When I started publishing, I learned about all sorts of rights and contract terms I’d never thought about before.
Of these, the most unexpected was “theme park rights.” People negotiate those rights just in case, but most books will never become the basis for theme parks.
One author whose visions have made this rare leap is Charles Dickens. Dickens World, an attraction in Kent in England, “takes visitors back in time to the Victorian England that Charles Dickens knew and wrote about.” Apparently it is an interactive guided tour led by professional actors through a neighborhood from the Victorian Era.
Anyone who’s actually read Charles Dickens might hesitate at first to connect his world with any place that a family might want to visit voluntarily. Poisonous fogs, starving orphans, workhouses, debtor’s prison ... what’s the attraction?

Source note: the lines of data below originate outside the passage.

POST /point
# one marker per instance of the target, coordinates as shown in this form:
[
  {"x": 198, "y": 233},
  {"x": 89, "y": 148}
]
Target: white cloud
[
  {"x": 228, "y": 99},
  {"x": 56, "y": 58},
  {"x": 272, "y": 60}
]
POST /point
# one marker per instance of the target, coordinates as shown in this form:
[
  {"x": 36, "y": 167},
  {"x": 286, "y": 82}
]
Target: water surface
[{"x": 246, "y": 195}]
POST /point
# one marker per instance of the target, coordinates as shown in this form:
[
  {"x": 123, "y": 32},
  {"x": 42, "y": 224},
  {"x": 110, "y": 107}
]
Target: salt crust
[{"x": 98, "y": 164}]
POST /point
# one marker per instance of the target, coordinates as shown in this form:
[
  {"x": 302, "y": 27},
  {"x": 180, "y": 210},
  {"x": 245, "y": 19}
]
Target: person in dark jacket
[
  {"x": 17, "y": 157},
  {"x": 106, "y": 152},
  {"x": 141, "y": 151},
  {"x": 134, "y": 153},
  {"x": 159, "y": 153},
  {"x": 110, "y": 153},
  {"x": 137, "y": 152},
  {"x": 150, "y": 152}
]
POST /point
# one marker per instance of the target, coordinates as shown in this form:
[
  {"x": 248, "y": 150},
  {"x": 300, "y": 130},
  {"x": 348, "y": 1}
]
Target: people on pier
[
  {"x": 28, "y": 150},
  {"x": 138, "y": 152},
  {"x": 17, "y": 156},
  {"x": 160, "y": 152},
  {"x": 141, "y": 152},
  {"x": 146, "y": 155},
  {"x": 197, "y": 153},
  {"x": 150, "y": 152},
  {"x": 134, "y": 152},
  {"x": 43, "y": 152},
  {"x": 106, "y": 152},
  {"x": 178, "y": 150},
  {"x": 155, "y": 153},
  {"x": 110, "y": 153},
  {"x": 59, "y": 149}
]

But while some theme parks aim to transport you to an ideal world that’s more fabulous than your regular life, others just aim to transport you anywhere that’s different. A theme park is a three-dimensional escape: the chance to go on safari, or recreate part of history, or visit a world that never was. It's a vacation from ordinary life.
Most history-based exhibits remind us how small the lodgings were, how many years people lived without central heat or air conditioning (not to mention indoor plumbing), and how long it took to make a table or a blanket by hand. History looks gorgeous in period pieces on TV, but immersive exhibits remind us of the smells, the heat, the hard work.
The chance to experience another time with all five senses has its own appeal. Sometimes you want to know another place or time—whether perfect or not, it will at least be interesting. It’s a visit to another world—like reading, but live. And at the end, you can safely return to your own world.